Dopo l'avventura di Circe verrà il tempo del Sole?

E sole fu…

Il fondo dello scenario commutava rapidamente, dalle poderose precipitazioni di Casablanca alle gagliarde acquate dalla seducente Circe, l’atmosfera in sala giaceva dormiente attorno ai 7/8 gradi, ma una cosa rimaneva inamovibile, l’indiscussa protagonista, che con decisione dava il meglio di se: la pioggia, a braccetto con l’imperterrito ammasso nuvoloso che elargiva abbondanti i suoi rovesci. A noi spettatori non rimaneva altro che rimanere flebilmente in attesa di ricevere un po’ di sole che, beffardo, è rimasto pigramente coricato sulle nuvole.

Questo periodo ha abbeverato, come poche altre volte, quella natura oramai mutevole nei suoi colori, pronta ad accettare il passaggio di consegne dell’imminente bianca stagione.
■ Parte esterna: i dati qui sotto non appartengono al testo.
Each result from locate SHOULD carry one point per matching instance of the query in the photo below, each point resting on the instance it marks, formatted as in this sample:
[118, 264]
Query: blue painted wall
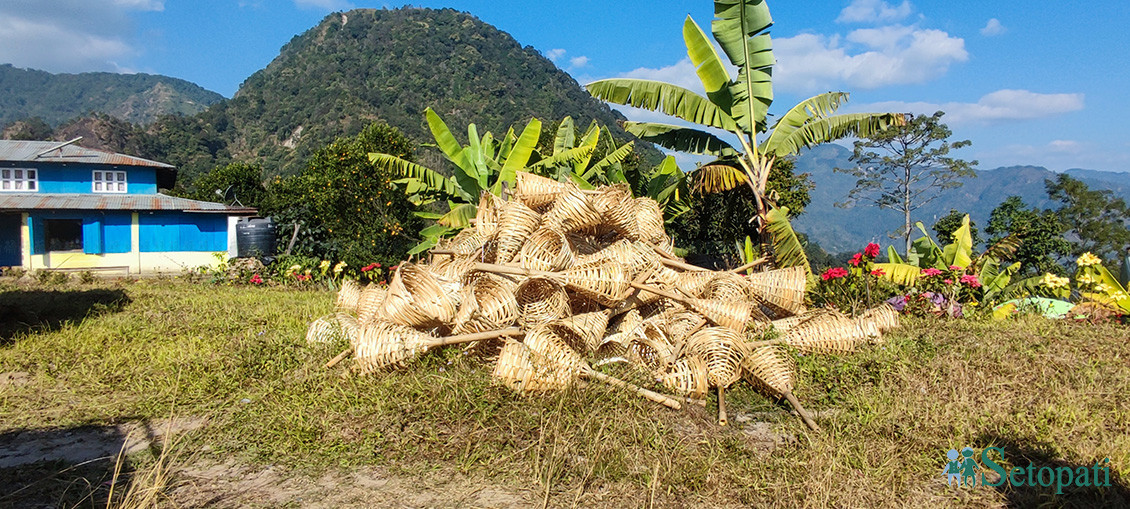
[79, 179]
[182, 232]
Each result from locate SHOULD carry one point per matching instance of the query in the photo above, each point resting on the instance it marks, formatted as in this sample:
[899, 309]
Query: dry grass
[1050, 393]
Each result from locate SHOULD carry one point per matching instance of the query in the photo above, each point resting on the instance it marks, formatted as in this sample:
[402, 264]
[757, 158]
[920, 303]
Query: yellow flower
[1087, 259]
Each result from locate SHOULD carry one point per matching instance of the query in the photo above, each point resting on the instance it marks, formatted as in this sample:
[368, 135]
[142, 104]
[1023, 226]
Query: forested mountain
[137, 98]
[367, 65]
[839, 230]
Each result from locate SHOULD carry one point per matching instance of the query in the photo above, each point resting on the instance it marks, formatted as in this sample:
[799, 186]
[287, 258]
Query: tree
[736, 104]
[347, 208]
[911, 171]
[1094, 217]
[1039, 232]
[235, 181]
[946, 225]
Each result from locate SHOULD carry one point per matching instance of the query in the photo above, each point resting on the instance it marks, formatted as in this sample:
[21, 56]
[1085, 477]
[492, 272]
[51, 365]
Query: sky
[1034, 83]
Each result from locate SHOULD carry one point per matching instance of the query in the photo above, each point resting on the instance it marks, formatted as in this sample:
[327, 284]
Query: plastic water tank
[254, 236]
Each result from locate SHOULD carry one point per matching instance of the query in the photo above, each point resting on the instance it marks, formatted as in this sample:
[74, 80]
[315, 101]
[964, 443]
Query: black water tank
[254, 236]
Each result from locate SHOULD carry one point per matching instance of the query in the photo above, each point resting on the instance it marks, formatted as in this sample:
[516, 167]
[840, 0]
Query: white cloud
[327, 5]
[997, 106]
[69, 35]
[993, 27]
[874, 11]
[867, 58]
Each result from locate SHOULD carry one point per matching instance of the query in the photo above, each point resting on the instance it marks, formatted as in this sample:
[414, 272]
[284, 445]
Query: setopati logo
[962, 469]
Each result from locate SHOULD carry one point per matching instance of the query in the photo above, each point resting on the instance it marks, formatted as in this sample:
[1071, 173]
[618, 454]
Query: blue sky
[1029, 83]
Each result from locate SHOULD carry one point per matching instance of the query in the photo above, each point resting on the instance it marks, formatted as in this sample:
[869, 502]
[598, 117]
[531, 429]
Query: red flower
[834, 273]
Le continue e a tratti insistenti piogge hanno risvegliato quei piccoli fiumi solitamente intorpiditi, e hanno spazzato dai robusti rami le foglie ingiallite e stanche, ora giacenti a terra come un’infinità di coriandoli.
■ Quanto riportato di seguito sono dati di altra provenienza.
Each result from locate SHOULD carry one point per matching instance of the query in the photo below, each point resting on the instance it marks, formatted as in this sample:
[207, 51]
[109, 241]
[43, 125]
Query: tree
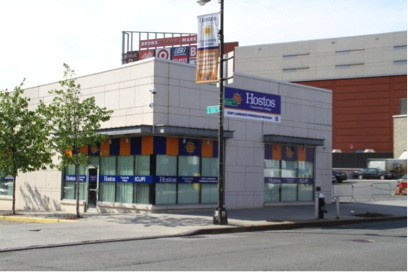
[74, 122]
[23, 137]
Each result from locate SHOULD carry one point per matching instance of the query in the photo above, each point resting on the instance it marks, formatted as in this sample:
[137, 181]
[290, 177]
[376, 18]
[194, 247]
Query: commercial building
[367, 74]
[162, 147]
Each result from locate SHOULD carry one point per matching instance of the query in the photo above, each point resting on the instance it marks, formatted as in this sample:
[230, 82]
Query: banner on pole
[207, 48]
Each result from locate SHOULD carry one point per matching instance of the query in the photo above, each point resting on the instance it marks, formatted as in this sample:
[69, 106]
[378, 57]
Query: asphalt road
[360, 247]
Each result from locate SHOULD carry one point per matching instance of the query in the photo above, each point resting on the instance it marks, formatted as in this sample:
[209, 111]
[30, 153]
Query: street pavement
[34, 229]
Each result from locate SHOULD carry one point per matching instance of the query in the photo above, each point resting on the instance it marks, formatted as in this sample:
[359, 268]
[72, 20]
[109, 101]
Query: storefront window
[108, 165]
[209, 193]
[289, 169]
[107, 191]
[124, 192]
[142, 193]
[6, 187]
[272, 168]
[166, 193]
[189, 166]
[166, 165]
[288, 173]
[210, 167]
[142, 165]
[126, 165]
[189, 193]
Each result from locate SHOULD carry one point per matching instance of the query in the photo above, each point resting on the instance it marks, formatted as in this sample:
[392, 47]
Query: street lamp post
[220, 214]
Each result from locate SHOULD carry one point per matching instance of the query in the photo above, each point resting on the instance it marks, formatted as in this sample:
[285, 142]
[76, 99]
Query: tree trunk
[77, 189]
[13, 206]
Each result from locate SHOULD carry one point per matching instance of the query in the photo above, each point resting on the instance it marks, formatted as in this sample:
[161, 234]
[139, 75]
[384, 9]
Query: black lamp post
[220, 214]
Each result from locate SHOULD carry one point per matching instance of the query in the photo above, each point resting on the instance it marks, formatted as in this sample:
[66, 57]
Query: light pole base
[220, 217]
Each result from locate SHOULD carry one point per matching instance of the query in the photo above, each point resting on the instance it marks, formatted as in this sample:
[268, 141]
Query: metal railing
[364, 192]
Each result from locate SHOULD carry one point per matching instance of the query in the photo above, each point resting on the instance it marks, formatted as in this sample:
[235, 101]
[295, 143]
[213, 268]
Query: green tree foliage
[23, 137]
[75, 121]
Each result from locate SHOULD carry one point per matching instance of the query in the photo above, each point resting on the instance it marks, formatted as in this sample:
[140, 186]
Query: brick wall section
[363, 110]
[400, 134]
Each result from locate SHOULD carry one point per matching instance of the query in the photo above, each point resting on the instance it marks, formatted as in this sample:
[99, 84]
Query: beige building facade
[162, 147]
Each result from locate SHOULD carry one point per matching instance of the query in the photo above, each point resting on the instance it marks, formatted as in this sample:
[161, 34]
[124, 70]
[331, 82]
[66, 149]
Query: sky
[38, 36]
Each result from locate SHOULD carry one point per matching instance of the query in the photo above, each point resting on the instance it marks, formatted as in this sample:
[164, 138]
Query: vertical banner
[193, 55]
[180, 54]
[207, 48]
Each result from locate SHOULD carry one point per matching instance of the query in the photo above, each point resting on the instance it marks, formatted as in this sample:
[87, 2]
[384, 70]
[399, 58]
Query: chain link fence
[364, 192]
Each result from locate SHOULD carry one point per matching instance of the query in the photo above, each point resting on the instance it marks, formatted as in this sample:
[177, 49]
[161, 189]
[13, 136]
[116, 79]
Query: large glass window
[289, 173]
[142, 193]
[209, 193]
[166, 193]
[124, 192]
[126, 165]
[189, 193]
[271, 192]
[305, 192]
[289, 169]
[108, 165]
[272, 168]
[189, 166]
[142, 165]
[6, 187]
[210, 167]
[166, 165]
[107, 191]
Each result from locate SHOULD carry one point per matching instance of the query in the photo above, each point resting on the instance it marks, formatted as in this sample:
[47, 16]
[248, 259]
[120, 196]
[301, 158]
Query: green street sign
[213, 109]
[230, 102]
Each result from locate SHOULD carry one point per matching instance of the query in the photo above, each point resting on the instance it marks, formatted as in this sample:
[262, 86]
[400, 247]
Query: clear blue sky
[38, 36]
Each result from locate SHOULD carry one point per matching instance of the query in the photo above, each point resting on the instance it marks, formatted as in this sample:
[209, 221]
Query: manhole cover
[363, 241]
[370, 215]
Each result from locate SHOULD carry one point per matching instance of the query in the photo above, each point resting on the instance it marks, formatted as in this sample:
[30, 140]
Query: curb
[297, 225]
[34, 219]
[229, 229]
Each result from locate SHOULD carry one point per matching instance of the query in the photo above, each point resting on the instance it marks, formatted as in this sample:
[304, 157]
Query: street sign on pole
[230, 102]
[213, 109]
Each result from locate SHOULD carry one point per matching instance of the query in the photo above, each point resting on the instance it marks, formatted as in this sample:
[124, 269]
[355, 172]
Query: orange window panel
[104, 148]
[276, 152]
[124, 149]
[172, 146]
[301, 153]
[207, 149]
[84, 149]
[147, 145]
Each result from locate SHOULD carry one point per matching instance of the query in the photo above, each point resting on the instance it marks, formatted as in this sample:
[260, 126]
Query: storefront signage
[175, 179]
[180, 54]
[207, 48]
[108, 178]
[133, 179]
[289, 180]
[252, 105]
[73, 178]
Il paesaggio si trasforma attorno a noi nei colori e nelle intenzioni, ma quello che ci fa storcere il naso, è la temperatura, che ancora non riesce a darci i brividi del freddo, ma anzi spesso s’inchioda sugli stessi valori, grazie alla costante copertura del cielo che non permette una rilevante oscillazione termica.

La settimana a venire prospetta bel tempo ed il ritorno sia del sole che, come avviene spesso in queste condizioni, delle nebbie, condite purtroppo da quelle sostanze poco naturali prodotte da industrie poco rispettose della natura e degli stessi esseri umani.

Oggi, domenica 26 novembre, vediamo comparire i primi raggi di sole…

Dopo la piccola illusione di una spruzzata di neve anche in pianura, ci siamo dovuti ridimensionare alla verità scritta in cielo e nell’aria. Il grande freddo deve ancora avvenire ma noi siamo già pronti per raccoglierne la sfida.